This is one of those stories that is getting so much air time on the interwebs that I feel compelled to share it with you. c|net carried a story last week about results of a research paper co-authored by U Toronto and Google researchers that shows computer memory is less reliable than expected
“We found the incidence of memory errors and the range of error rates across different DIMMs (dual in-line memory modules) to be much higher than previously reported,” according the paper jointly written by Bianca Schroeder, a professor at the University of Toronto, and Google’s Eduardo Pinheiro and Wolf-Dietrich Weber. “Memory errors are not rare events.”
…Previous research, such as some data from a 300-computer cluster, showed that memory modules had correctable error rates of 200 to 5,000 failures per billion hours of operation. Google, though, found the rate much higher: 25,000 to 75,000 failures per billion hours.

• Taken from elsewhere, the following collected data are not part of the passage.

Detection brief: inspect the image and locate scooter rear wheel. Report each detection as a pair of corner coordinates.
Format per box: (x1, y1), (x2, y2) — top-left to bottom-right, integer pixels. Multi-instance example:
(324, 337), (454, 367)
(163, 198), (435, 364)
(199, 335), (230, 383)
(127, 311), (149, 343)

According to the article, this boils down to one in three Google servers experiencing a correctable memory error each year, with one in one hundred having an uncorrectable error. In a system with 2,500 quad-core sockets (dual core) this is a dozen or so node failures per year, clearly an issue for some of you today that are in the top third of the Top500. As we approach exascale systems with a million or more nodes, the problem will be even worse than previously thought.
Other interesting findings from the paper:
Temperature only had a “marginal impact” on the rate of errors
Hard errors” are more common than “soft errors.”
“We see a surprisingly strong and early effect of age on error rates,” the paper said. “Aging in the form of increased correctable error rates sets in after only 10 to 18 months in the field.”